Mule tree The quiet back roads in the Amish country of Lancaster County have become a killing ground. Dozens of cops are hunting for the shooter and Sam’s troopers are now part of the story within a story within a story.

From my recently released crime/detective novel, GROUND EFFECT:

The roads in farm country on a rainy morning before daylight were empty. And the narrow ribbons with Amish farms and an occasional “English” house glistened black from the rain. Several small streams crested their banks and in a few places, gravel washed out onto the road. Steven rounded a curve and his headlights played out over a pasture. A single tree spread out its leaf filled limbs and beneath it stood a tall brown mule, sheltered from the hardest of the rain, standing still with one foot cocked up slightly.

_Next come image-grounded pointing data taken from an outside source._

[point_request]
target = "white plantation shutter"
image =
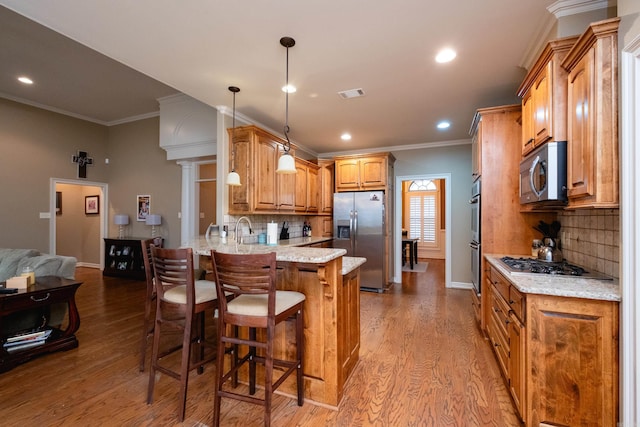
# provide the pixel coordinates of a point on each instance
(421, 211)
(422, 218)
(429, 219)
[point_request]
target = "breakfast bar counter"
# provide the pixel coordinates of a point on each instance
(331, 285)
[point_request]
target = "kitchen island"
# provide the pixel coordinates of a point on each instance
(556, 341)
(331, 284)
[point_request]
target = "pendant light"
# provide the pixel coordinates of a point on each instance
(233, 179)
(286, 163)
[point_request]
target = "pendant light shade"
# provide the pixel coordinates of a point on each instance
(233, 179)
(286, 163)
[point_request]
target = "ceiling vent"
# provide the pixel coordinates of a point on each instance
(351, 93)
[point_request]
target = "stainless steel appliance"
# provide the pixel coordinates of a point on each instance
(475, 236)
(525, 265)
(543, 175)
(358, 227)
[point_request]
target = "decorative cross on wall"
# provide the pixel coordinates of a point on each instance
(82, 160)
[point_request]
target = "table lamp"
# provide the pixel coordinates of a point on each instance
(153, 220)
(121, 220)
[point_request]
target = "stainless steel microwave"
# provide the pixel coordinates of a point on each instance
(543, 174)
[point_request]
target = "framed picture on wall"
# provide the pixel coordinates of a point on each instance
(92, 205)
(144, 206)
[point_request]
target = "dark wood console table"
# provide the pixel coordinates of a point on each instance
(48, 290)
(413, 250)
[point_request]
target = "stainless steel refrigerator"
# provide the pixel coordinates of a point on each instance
(358, 227)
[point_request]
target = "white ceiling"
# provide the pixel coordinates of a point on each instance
(200, 47)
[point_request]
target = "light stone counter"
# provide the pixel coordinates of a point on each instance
(563, 286)
(292, 250)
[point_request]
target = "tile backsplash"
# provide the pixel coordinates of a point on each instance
(591, 238)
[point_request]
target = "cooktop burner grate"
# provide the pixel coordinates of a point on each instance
(533, 265)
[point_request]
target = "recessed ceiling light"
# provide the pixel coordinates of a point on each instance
(289, 89)
(445, 55)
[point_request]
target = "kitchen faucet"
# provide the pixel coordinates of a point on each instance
(238, 236)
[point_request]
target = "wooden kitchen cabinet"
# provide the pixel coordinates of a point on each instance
(572, 365)
(558, 355)
(256, 160)
(363, 173)
(476, 147)
(326, 186)
(349, 328)
(322, 224)
(306, 187)
(506, 332)
(592, 144)
(504, 227)
(544, 97)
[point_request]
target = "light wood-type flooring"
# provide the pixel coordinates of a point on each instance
(423, 362)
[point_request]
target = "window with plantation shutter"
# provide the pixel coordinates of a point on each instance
(421, 212)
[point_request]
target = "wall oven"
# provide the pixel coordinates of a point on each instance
(474, 243)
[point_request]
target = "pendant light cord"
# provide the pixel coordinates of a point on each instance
(286, 111)
(234, 90)
(287, 42)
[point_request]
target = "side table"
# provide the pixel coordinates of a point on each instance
(47, 290)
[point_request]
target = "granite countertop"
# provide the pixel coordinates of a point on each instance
(564, 286)
(291, 250)
(350, 263)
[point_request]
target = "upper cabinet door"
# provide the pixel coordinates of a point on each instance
(265, 161)
(543, 106)
(580, 163)
(347, 174)
(373, 172)
(528, 134)
(544, 97)
(592, 144)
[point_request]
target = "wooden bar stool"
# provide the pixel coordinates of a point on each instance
(256, 305)
(181, 302)
(150, 298)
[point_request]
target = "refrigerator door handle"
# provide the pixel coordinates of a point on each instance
(354, 231)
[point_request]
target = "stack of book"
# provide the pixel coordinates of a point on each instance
(26, 340)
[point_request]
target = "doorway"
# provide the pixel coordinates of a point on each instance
(398, 215)
(67, 207)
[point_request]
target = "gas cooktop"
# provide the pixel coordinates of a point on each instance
(536, 266)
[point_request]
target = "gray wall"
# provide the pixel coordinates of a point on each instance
(137, 165)
(36, 145)
(455, 160)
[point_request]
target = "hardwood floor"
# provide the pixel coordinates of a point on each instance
(423, 362)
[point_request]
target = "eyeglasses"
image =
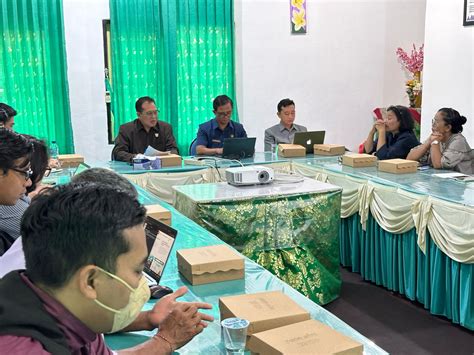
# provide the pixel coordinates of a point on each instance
(152, 113)
(26, 173)
(223, 114)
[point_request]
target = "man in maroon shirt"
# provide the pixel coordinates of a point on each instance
(85, 250)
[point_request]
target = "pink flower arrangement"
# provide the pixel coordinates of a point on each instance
(414, 62)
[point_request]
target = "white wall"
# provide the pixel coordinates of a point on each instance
(449, 61)
(85, 63)
(337, 73)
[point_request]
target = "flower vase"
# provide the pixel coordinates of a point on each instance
(418, 100)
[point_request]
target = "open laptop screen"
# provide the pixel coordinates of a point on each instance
(159, 240)
(238, 148)
(308, 139)
(80, 168)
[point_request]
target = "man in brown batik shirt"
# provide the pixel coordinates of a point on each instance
(134, 137)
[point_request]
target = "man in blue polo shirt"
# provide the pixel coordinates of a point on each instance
(211, 134)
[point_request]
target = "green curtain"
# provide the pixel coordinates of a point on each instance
(181, 53)
(33, 75)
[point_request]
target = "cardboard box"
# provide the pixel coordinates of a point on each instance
(170, 160)
(210, 264)
(70, 160)
(291, 150)
(398, 166)
(264, 310)
(359, 160)
(329, 149)
(159, 213)
(308, 337)
(145, 164)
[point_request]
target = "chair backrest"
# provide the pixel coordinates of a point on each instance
(192, 147)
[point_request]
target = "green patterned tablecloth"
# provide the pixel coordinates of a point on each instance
(293, 236)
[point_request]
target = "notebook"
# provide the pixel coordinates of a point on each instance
(160, 239)
(308, 139)
(238, 148)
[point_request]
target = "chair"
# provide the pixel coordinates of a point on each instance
(192, 147)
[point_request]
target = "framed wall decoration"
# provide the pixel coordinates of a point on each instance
(298, 16)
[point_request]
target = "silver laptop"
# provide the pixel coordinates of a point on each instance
(308, 139)
(160, 239)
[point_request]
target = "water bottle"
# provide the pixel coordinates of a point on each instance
(54, 150)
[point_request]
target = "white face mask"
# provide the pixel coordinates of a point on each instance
(138, 297)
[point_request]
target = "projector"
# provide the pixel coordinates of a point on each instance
(249, 175)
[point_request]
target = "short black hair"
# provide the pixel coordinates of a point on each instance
(141, 101)
(105, 177)
(74, 225)
(221, 100)
(13, 146)
(453, 118)
(404, 117)
(284, 103)
(6, 112)
(39, 160)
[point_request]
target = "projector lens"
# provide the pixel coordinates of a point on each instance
(263, 176)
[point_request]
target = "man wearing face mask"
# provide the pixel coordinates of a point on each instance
(72, 291)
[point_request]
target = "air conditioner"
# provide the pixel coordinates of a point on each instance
(249, 175)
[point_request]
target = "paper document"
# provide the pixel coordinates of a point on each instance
(457, 176)
(152, 152)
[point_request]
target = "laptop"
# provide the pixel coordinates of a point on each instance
(80, 168)
(238, 148)
(160, 239)
(308, 139)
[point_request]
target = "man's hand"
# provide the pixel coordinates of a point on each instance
(165, 306)
(379, 125)
(435, 136)
(184, 322)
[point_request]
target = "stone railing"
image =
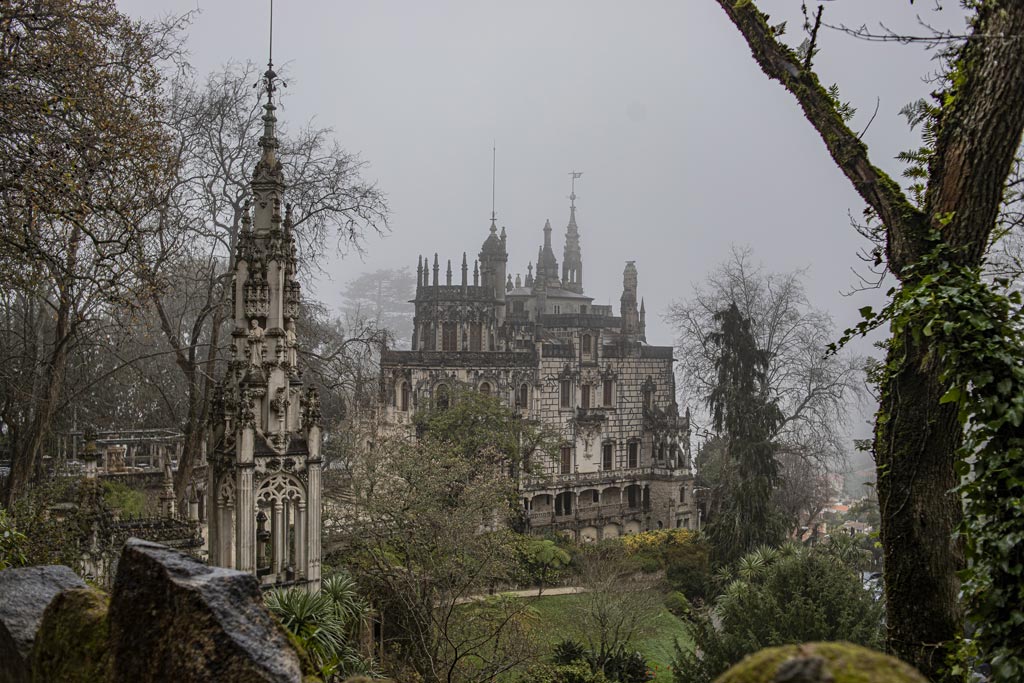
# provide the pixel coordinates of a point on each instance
(586, 513)
(605, 477)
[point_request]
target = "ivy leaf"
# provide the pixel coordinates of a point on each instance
(952, 395)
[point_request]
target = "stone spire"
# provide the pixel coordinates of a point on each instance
(264, 427)
(547, 264)
(494, 261)
(643, 322)
(628, 302)
(571, 256)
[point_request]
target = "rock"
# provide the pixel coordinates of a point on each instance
(25, 594)
(174, 619)
(73, 641)
(820, 663)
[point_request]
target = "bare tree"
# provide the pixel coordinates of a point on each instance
(975, 131)
(216, 127)
(617, 604)
(426, 538)
(814, 390)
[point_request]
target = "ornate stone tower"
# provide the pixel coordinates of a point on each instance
(571, 256)
(628, 302)
(494, 263)
(265, 430)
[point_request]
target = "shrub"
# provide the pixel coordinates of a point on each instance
(578, 672)
(567, 651)
(776, 597)
(677, 604)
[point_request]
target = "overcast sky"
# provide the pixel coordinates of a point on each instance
(684, 144)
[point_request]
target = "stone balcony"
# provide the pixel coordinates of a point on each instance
(603, 477)
(586, 513)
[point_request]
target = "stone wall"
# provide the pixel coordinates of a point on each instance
(168, 617)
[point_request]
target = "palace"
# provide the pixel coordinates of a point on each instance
(544, 347)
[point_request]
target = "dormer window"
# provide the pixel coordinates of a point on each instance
(565, 388)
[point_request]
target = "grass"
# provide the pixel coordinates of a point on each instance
(558, 617)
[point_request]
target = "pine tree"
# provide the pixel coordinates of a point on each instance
(744, 415)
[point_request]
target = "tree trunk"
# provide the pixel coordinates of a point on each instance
(28, 458)
(200, 392)
(914, 439)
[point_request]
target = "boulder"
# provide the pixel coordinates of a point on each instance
(72, 645)
(25, 594)
(820, 663)
(174, 619)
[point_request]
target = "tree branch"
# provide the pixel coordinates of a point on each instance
(906, 224)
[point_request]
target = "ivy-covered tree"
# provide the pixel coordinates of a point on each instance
(949, 331)
(744, 415)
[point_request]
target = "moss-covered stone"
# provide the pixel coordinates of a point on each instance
(820, 663)
(72, 643)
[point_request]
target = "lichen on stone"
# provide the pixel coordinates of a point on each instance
(833, 663)
(73, 641)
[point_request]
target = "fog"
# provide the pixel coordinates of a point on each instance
(684, 145)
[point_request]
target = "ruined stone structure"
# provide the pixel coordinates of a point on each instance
(544, 347)
(264, 453)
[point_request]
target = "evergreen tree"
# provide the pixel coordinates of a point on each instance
(744, 415)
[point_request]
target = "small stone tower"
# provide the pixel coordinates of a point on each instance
(265, 429)
(628, 302)
(571, 256)
(494, 266)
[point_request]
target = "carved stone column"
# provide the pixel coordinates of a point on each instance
(313, 527)
(246, 519)
(301, 534)
(279, 538)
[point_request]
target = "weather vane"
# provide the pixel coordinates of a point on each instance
(574, 174)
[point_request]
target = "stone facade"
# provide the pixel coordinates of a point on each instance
(542, 346)
(264, 454)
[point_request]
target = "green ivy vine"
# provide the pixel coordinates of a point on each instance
(976, 327)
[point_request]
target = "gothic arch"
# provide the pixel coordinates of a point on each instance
(281, 487)
(225, 492)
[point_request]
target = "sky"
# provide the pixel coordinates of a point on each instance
(685, 146)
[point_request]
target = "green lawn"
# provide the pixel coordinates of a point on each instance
(558, 619)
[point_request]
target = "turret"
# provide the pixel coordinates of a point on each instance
(547, 264)
(628, 302)
(494, 261)
(571, 256)
(643, 322)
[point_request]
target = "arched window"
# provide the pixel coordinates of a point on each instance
(607, 454)
(403, 397)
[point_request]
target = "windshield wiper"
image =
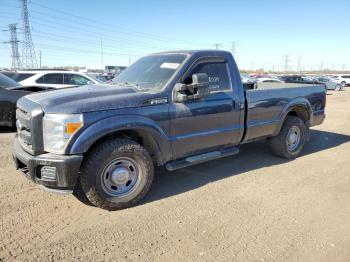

The big mule pulled the Amishman’s machinery through the fields teamed with others but tonight the mule was all by itself.

Steven drove past and found a drive to pull in and turn around. He backed out onto the road and stopped, watching for any traffic. No lights in either direction. He pulled forward and stopped, easing just off the road but avoiding the flooded ditch. He reached behind the seat and pulled the cloth case out and slid the Remington free of it. He fed a single round into the chamber and slid the bolt forward.

One of the features of the expensive scope was its low light sensitivity. Steven rolled his window down and felt the rain hit his ace and arms. The rifle came out of the window and Steven looked over the top of it out into the darkened field. It was blackness and he could barely sense where the tree had been. He waited with the truck lights off until his eyes adjusted.

It took several minutes, then Steven put his eye to the scope and scanned a bit before the grainy image of the tree appeared. The mule was still there but only a shape with no features. Steven slipped the safety off and leaned his shoulder into the stock. The crosshairs steadied up on the dark shape under the tree and Steven began to add pressure to the trigger.

Jacob Yoder bent his head forward using the brim of his straw hat to block the worst of the rain from his eyes and nose. He shivered as he walked along the dark road but was beginning to warm as his distance from home increased. The summer had been good for him and his family. He found work milking and doing chores for another Amish dairy farmer. His younger brothers had grown and were now doing more of the work helping their father on their own farm. Jacob was now able to earn and trade his labor for the buggy he needed. The young Amish girl he had been serious about was to be his wife in the fall. A share of his father’s farm would be his after he was married but the buggy was costing a summer’s work.

Each morning he rose and walked to the other farm a little over three miles away. But he was young and strong; valuable to the aging farmer with no sons of his own. The old buggy sat in the old Amishman’s calf barn and Jacob allowed himself to imagine it painted and shined with his bride next to him…

Jacob stopped suddenly at the crack of the gunshot ahead in the darkness. He knew what it was, there was no doubt. What he did not know was what he was to do. Then he saw the tail lights of a truck light up the wet road ahead of him. The truck accelerated away but Jacob was just too far to see the license plate. He watched the lights until they rounded a curve in the road and vanished. Jacob was stunned for a moment and then the fear hit his stomach. The outside world made it difficult to avoid entanglements that caused problems for the Amish. His feet began to move. There were cows to be milked and fed and a barn to muck out. But he knew. He knew what the truck was. He knew because until a year ago, he’d owned one just like it.

As he came to where the shot had been fired he stopped and tried to see what the shooter had been aiming at. He passed this pasture twice a day and remembered the tree that stood alone here. Even in the dark his young eyes could just make out the tree. He jumped across the ditch and slipped through the fence. The higher grass in the pasture soaked his shoes but he crossed to the tree and found the dark shape beneath it.

The mule was dead and rolled onto its side. Jacob could not see the bullet hole or the blood but he knew it was there. And he knew that this was not the only animal that had been shot around here. Now the children too.